Смягчившись, она грустно ему улыбнулась, покачала головой и медленно закрыла дверь, оставив внука одного в ночном мраке.
* * *
Побродив около часа между прилавками рынка, Жиль и Альбан направились к церкви, где только что закончилась утренняя воскресная служба. Священника они нашли в ризнице. Кюре любезно ответил на их вопросы. Жаль только, он ничего не знал о таинственном отце Эрике, который, по предположениям братьев, служил в одном из местных приходов тридцать лет назад.
Разочарованные, Жиль и Альбан решили зайти за пирожными в кондитерскую «Charlotte Corday». Братья ждали своей очереди, когда за их спинами раздался радостный голос:
— О, эти обжоры уже тут!
Давид со своим зятем Жан-Полем только что вошли и встали в очередь.
— Раз вы оба здесь, почему бы вам не поговорить? — предложил Давид Альбану.
Обрадованный неожиданной встречей, Жан-Поль увлек Альбана на улицу.
— Пытаюсь уговорить твоего братца поучаствовать в конкурсе на должность директора аэропорта в Сен-Гатьен-де-Буа, — объяснил Давид.
— Правда? — удивился Жиль. — Он и словом об этом не обмолвился, представляешь?
— Ты же его знаешь…
Они одновременно посмотрели в сторону улицы. Там, у витрины магазина, Жан-Поль и Альбан о чем-то оживленно беседовали.

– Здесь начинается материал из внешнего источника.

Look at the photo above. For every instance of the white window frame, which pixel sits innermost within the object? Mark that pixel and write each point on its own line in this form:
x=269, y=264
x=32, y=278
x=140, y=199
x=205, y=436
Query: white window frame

— Это идеальное место для моего брата, — подумав, сказал Жиль.
— Если он согласится. Числиться в наземном составе для него — нож в сердце.
— По-моему, у него нет выбора.
— Вот и убеди его в этом. Альбан говорит, ему нужно время, чтобы все обдумать. Но мне кажется, что он просто отказывается смотреть правде в лицо.